Было бы нелепостью заключить отсюда, будто несчастному понравились бы укусы змей и насекомых, будто его «болезненный мазохизм» извлек бы из этого наслаждения, непостижимые для нормальных существ, то есть для таких, как мы...

Однако именно так и поступает тот, кто верит в мазохизм и кто наклеивает этот затемняющий ярлык на поведение, легко объяснимое в свете миметической гипотезы.

В. Театральный «садомазохизм»

Г. Л.. Все, что вы только сказали о псевдомазохистской структуре миметического желания, кажется, опровергается существованием мазохизма в большей степени показного и даже театрального, исходя из которого, конечно же, и возводят здание теории мазохизма. Тут мне представляется мазохистская мизансцена в духе Захер-Мазоха. Мазохисты такого рода требуют от своих сексуальных партнеров, чтобы те подвергали их всевозможному жестокому обращению или унижению, используя бичи, плети и т.п., с целью доставить сексуальное наслаждение.
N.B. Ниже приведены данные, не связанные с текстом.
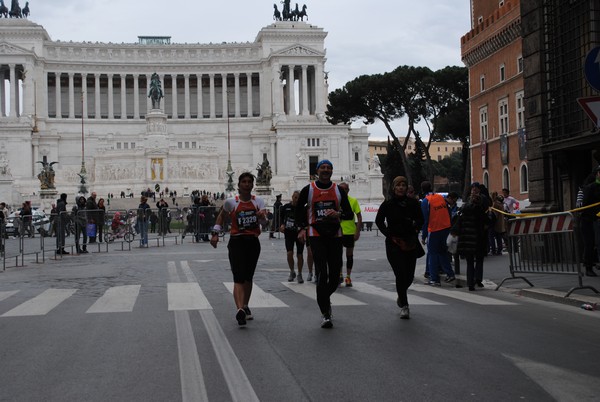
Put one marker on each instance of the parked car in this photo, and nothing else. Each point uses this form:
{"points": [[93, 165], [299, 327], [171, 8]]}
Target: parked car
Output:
{"points": [[41, 223]]}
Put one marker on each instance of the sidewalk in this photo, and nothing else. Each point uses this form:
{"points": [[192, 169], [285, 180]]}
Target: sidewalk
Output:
{"points": [[546, 286]]}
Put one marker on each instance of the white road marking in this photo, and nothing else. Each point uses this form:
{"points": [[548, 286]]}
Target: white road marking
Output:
{"points": [[466, 297], [7, 293], [186, 296], [118, 299], [259, 297], [413, 300], [41, 304], [308, 290]]}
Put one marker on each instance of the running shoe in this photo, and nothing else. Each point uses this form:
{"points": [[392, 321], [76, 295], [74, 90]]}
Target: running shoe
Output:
{"points": [[241, 317], [326, 322]]}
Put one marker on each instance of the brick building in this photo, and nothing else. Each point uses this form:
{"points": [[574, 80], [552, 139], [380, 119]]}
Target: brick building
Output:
{"points": [[492, 51]]}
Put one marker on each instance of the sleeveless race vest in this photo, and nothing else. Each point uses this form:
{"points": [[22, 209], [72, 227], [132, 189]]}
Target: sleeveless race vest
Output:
{"points": [[439, 217], [320, 200], [244, 218]]}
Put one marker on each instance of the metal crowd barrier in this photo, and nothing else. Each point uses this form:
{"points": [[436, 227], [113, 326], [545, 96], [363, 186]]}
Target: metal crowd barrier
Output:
{"points": [[545, 244]]}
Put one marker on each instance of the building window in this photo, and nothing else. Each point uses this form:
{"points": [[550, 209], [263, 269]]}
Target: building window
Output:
{"points": [[503, 116], [505, 178], [520, 64], [520, 107], [524, 179], [483, 131]]}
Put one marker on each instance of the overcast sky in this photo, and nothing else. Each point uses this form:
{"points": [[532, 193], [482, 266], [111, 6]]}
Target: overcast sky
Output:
{"points": [[364, 36]]}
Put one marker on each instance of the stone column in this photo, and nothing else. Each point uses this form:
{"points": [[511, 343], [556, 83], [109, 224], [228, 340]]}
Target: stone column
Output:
{"points": [[186, 80], [225, 100], [97, 108], [13, 91], [148, 100], [71, 96], [111, 114], [212, 96], [237, 93], [304, 88], [319, 89], [2, 97], [291, 97], [249, 89], [174, 95], [58, 99], [136, 96], [123, 96], [84, 95], [199, 96]]}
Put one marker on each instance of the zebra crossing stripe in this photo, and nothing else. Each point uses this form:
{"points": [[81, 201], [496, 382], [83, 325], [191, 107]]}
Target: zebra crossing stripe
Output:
{"points": [[259, 298], [463, 296], [413, 300], [118, 299], [7, 293], [186, 296], [308, 290], [41, 304]]}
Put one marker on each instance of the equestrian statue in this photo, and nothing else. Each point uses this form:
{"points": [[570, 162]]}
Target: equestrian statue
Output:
{"points": [[155, 93]]}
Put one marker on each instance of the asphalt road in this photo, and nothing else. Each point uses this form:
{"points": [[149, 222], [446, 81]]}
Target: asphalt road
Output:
{"points": [[158, 324]]}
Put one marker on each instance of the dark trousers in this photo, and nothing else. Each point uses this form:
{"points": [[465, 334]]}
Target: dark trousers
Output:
{"points": [[327, 256], [474, 269], [403, 264]]}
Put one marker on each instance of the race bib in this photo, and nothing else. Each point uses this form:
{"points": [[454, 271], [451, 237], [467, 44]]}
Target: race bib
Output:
{"points": [[321, 208], [247, 220]]}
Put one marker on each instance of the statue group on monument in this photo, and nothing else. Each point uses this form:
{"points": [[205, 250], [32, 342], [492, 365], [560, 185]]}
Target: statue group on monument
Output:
{"points": [[46, 176], [15, 10], [287, 14], [155, 93]]}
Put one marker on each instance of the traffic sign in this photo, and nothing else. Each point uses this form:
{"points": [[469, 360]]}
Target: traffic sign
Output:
{"points": [[592, 68], [591, 106]]}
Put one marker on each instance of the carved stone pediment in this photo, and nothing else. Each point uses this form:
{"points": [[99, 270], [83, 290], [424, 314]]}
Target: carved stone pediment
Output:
{"points": [[7, 48], [298, 50]]}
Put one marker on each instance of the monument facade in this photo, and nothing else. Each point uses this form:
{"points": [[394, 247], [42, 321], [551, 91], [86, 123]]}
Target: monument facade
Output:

Р. Ж.: Тут как раз и проявляется противоречие. Чтобы его понять, необходимо и достаточно признать то, что мы уже признали, а именно что желание, в точности как и психиатрия, но задолго до нее, наблюдает за тем, что с ним происходит без правильной интерпретации; его ложные выводы станут основанием дальнейших желаний. Совсем не будучи «бессознательным» во фрейдовском смысле и возникал отнюдь не только в наших снах, желание не только наблюдает, но и никогда не перестает размышлять о направлении своих наблюдений; желание - это всегда сначала размышление о желании; как раз начиная с этого размышления оно себя определяет и модифицирует время от времени свои собственные структуры. Желание - стратег, и оно исправляет ошибки, отважусь так выразиться, посредством того, что оно узнало о себе самом. Эти непрерывные модификации всегда проходят в направлении к обострению симптомов, поскольку, как я уже сказал, знание, добытое прежними желаниями, всегда работает на последующие желания. Учитывая изначальную ошибку желания, его неспособность признать свой учредительный double bind, желание, наоборот, ничего не выигрывает, познавая себя все лучше и лучше. Чем больше это познание расширяется и углубляется, тем больше возрастает способность субъекта приносить себе самому несчастье, чем дальше он уходит от следствий основного противоречия, тем сильней он упрочивает double bind.

Желание всегда уже предваряет психиатрию в тех ловушках, в которые, по его примеру, она попадает. Эта наука сама себе создает обязательство попадаться в такие ловушки, для нее это то же самое, что давать очень точное и очень разумное описание, которое не хочет искать невозможного и остерегается истолковывать что бы то ни было в ином направлении, чем само желание. Психиатрия не понимает того скрытого размышления, которое побуждает желание эволюционировать, она не опознает в нем то, что должна опознавать: некую стратегию, которая определяет себя каждый раз начиная с последних наблюдений, которая всегда принимает одни и те же решения в связи с одними и теми же данными, которые вновь появляются в одном и том же порядке. Она не видит динамичного течения этой стратегии, ей кажется, что она видит четко различающиеся симптомы, словно объекты, положенные друг возле друга на плоской поверхности.